Por que a Catalunha quer se separar do Estado espanhol?
No dia 1º de outubro, o governo da Catalunha realizou um referendo de independência, no qual fazia a seguinte pergunta à população: “Quer que a Catalunha seja um Estado independente na forma de República?” O governo espanhol ficou tão preocupado com a possibilidade de uma ruptura no seu Estado que mandou mais de 10 mil agentes da Guarda Nacional para impedir a realização da votação. O resultado foi mais de 800 pessoas feridas e dezenas de presos. Mesmo assim, em condições precárias, mais de 2 milhões votaram, e mais de 90% se posicionaram a favor da independência.
A Catalunha é uma das regiões mais ricas e industrializadas do Estado espanhol. Tem aproximadamente 8 milhões de habitantes e é responsável por 20% do PIB do país. Aproximadamente 10% da sua população trabalha na indústria, o que não é um número insignificante, tendo em vista o forte processo de desindustrialização sofrido pelo Estado espanhol nas últimas décadas, principalmente depois que o país entrou na União Europeia (UE) e passou a cumprir um papel de economia secundária, subordinada à Alemanha, França e Reino Unido, as três principais potencias econômicas da UE.
O referendo causou uma das maiores crises institucionais e sociais desde a época da Transição, período no qual o Estado espanhol passou do regime ditatorial franquista para uma democracia parlamentar monárquica.
A economia continuou capitalista, mas os setores burgueses que passaram a controlar o aparato do Estado estavam totalmente integrados ao projeto imperialista da União Europeia. O regime surgido da Transição é conhecido como “Régimen del 78”, que na realidade é herdeiro do regime franquista com concessões democráticas. Preservam-se intocadas as estruturas do franquismo no interior do Estado (Justiça e aparato de repressão) e continua instituída a monarquia com real poder moderador e de veto às decisões do Parlamento.

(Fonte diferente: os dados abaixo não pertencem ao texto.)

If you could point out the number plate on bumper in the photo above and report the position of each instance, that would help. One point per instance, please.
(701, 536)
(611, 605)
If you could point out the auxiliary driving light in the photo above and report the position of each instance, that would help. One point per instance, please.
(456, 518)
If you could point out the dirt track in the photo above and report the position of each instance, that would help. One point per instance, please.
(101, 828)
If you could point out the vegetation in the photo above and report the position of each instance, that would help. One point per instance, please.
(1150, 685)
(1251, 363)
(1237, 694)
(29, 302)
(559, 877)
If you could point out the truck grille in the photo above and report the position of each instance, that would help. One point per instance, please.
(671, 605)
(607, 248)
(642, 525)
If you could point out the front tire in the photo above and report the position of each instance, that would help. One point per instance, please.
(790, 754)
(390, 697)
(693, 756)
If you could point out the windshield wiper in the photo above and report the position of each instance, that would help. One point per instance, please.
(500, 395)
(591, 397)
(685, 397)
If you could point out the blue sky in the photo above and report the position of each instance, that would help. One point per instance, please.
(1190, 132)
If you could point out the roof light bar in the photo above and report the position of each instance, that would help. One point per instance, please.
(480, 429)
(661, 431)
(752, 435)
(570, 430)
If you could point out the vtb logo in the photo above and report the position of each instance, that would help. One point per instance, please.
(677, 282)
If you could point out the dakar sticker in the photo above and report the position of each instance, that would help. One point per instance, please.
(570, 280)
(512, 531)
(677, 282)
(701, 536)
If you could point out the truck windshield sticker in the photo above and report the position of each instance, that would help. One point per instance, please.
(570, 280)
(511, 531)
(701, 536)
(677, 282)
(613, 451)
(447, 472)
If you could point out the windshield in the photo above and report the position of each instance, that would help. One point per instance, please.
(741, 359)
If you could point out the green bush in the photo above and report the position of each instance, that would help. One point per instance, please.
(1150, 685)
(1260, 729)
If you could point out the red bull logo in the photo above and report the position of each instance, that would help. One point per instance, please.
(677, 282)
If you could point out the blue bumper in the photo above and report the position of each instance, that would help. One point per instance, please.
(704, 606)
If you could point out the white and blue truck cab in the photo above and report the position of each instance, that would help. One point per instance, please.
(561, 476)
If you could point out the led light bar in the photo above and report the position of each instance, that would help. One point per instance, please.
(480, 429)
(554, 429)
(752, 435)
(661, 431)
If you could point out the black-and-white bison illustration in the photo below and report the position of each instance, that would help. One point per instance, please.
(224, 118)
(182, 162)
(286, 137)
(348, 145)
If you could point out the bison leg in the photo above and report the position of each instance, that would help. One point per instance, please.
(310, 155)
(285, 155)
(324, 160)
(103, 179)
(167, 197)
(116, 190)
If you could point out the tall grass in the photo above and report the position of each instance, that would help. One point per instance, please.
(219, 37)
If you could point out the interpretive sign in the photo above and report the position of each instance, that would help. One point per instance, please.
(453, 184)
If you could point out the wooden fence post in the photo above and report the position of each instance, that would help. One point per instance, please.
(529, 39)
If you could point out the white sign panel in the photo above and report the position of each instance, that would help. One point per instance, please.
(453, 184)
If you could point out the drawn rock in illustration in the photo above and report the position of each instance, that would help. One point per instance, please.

O Poder Judiciário continua impregnado de juízes que vêm do período anterior. O Partido Popular, que governa atualmente, é o partido dos setores reformistas do franquismo. Além disso, parte importante das leis foram aprovadas no final da ditadura e tinham como objetivo preservar o essencial do regime quando o general Franco morresse. Juan Carlos, pai do rei atual, foi nomeado diretamente pelo ditador. A monarquia é, sem dúvida, o principal símbolo da continuidade do franquismo.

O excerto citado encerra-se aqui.